Lands End here we come!

Current location (for the past week...): Padstow, Cornwall

Places visited since last post:  Howth, Dun Laoghaire, Arklow (all in R.O.I.)

We are definitely starting to think about home now.  If all goes according to plan, we will be back by next weekend.  Eleven days have passed since I wrote from Newry, Northern Ireland, but we have visited remarkably few places in that time, mainly because we have been weather-bound here in sunny Padstow for a full seven days, making it our longest stop anywhere on the whole trip.  Having said that, this is the best place yet that we have sat out the weather.  We are in Padstow Inner Harbour, where a tidal gate is only opened two hours either side of high water.  There is very little rise and fall, no swell, and it is so sheltered in here that there has really been no wind to speak of.  The shower block is a thirty second walk from the boat, Spar is two minutes away, and there are more bakeries, pubs, pasty shops and ice-cream parlours than anyone could possibly need in their lives.  The only downside of life in the inner harbour in Padstow is that it really is like living in a goldfish bowl.  The quay is heaving with tourists every day, from mid-morning until early evening, passing lazy days exploring the town.  Armed with their ice-creams and take-away coffees, they line the quay sides and sit on the benches, staring down at us below, commenting on our boat, and watching us as we go about life on board.  It is particularly fun to see them look on in horror as Eloise scales the ladder and appears over the harbour wall all by herself - she has become a very competent climber during our trip.  
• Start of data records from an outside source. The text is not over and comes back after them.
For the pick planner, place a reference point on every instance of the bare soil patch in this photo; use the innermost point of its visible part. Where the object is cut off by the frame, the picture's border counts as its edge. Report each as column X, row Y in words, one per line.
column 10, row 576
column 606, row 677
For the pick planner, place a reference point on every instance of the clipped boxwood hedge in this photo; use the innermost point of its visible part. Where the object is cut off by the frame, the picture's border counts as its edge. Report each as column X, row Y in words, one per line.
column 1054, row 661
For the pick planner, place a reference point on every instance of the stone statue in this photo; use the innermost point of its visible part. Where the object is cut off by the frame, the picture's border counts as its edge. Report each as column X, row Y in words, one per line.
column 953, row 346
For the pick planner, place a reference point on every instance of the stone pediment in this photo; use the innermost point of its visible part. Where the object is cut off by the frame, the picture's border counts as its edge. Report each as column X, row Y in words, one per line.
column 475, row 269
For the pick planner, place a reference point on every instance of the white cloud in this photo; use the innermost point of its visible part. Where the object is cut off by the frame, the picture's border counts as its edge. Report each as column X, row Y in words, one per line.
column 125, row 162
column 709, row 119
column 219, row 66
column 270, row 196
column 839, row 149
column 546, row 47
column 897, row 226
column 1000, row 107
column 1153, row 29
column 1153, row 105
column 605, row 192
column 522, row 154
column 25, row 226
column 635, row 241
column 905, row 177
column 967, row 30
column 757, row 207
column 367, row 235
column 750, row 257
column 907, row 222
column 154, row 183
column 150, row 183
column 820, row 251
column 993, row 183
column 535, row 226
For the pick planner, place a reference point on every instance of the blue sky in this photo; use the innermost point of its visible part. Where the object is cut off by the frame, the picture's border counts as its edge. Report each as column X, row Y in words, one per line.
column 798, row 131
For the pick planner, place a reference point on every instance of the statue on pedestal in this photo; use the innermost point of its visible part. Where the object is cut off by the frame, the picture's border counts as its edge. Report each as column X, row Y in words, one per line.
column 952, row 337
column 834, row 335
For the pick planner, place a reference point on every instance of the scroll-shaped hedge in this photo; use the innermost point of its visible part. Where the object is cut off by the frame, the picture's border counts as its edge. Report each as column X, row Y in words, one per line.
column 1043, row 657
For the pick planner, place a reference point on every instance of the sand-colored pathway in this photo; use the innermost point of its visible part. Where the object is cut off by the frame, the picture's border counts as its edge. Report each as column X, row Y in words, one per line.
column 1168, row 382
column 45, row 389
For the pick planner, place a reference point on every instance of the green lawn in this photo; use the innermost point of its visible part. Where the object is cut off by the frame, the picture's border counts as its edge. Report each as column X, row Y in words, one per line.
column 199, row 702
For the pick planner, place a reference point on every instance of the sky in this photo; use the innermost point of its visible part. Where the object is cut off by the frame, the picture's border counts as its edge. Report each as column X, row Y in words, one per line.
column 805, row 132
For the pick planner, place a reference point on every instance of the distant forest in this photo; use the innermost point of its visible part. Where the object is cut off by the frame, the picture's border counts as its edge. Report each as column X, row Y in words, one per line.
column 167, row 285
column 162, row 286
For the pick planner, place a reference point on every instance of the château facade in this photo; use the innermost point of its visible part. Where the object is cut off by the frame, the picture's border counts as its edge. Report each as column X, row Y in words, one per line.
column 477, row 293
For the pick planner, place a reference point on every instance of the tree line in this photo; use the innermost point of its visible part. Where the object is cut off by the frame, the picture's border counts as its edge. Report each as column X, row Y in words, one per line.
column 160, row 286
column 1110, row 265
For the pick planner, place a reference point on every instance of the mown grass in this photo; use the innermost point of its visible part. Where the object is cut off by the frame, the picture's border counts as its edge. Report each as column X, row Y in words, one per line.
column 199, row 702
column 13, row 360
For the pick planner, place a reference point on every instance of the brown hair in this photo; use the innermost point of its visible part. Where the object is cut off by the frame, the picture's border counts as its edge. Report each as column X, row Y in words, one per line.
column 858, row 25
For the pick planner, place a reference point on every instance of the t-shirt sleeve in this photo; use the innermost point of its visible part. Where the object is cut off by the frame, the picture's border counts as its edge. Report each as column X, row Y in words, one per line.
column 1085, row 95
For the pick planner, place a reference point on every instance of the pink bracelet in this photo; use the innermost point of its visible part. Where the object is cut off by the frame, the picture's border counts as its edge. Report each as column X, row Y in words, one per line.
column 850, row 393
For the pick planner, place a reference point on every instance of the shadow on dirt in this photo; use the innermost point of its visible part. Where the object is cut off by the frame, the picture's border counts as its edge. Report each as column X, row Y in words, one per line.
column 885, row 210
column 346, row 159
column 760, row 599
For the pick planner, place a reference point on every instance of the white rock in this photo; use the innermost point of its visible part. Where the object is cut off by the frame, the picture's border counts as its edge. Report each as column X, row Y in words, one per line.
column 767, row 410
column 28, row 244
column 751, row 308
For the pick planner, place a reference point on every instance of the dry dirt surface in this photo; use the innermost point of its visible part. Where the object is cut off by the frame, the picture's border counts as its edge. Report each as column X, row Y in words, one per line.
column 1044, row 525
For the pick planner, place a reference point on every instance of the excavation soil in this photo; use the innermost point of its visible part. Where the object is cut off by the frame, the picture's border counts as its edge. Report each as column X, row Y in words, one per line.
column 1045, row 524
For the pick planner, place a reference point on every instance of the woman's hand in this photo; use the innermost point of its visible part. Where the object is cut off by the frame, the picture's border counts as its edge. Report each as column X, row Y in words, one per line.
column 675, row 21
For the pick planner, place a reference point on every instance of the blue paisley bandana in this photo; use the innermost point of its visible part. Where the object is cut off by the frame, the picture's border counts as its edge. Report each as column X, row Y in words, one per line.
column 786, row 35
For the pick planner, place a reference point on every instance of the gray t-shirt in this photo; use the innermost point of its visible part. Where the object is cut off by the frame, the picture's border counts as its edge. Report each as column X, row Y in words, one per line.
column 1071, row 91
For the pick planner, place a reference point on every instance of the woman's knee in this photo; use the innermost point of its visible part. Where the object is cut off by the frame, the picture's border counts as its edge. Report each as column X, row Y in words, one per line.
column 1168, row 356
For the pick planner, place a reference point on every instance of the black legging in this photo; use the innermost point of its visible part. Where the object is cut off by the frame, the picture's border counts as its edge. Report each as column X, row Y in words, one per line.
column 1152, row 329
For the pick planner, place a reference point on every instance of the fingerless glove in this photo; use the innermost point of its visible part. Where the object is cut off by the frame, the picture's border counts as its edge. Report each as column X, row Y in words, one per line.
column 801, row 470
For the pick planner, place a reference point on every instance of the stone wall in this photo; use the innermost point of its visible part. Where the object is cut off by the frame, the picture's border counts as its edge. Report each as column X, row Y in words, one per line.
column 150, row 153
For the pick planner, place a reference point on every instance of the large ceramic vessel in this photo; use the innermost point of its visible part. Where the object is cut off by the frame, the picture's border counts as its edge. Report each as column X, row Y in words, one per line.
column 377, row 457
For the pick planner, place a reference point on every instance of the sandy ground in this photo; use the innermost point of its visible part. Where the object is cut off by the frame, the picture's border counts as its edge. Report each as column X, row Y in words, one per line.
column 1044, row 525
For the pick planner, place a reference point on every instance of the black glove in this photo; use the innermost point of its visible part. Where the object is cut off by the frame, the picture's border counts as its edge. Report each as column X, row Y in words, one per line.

We have had great fun catching up with our friends Boo and Ed, who live in 
Polzeath, and also Jules and Jonny who were on holiday down this way.  Serena came to stay with us last weekend, and as we were unable to offer her any sailing, she decided (with 12 hours notice and a lot of persuasion from Boo) to do her first triathlon.  This was the Padstow triathlon, which was from Harlyn Bay, about three miles from here, and started at the ungodly hour of 8am on a Sunday morning.  Needless to say, with so little notice, we were unable even to get a taxi firm to answer their phone,  so Angus, Eloise and I had to hitch a ride to watch the finish.  After numerous failed attempts (why wouldn't people stop for a small child, a pregnant lady and a very attractive man at 9am on a Sunday?...), a lovely lady delivering gin for her son's company, (Tarquin Gin, southwestern distillery) let us pile in the back amongst the cases of gin, and we made it to the finish just before Boo and Serena did.  
They both did amazingly well!  The rest of our days here have been spent surfing (Angus), bodyboarding Eloise), playing on the beach, cycling the Camel Trail, walking the coastal path from Rock to Polzeath, and browsing the lovely Cornish shops.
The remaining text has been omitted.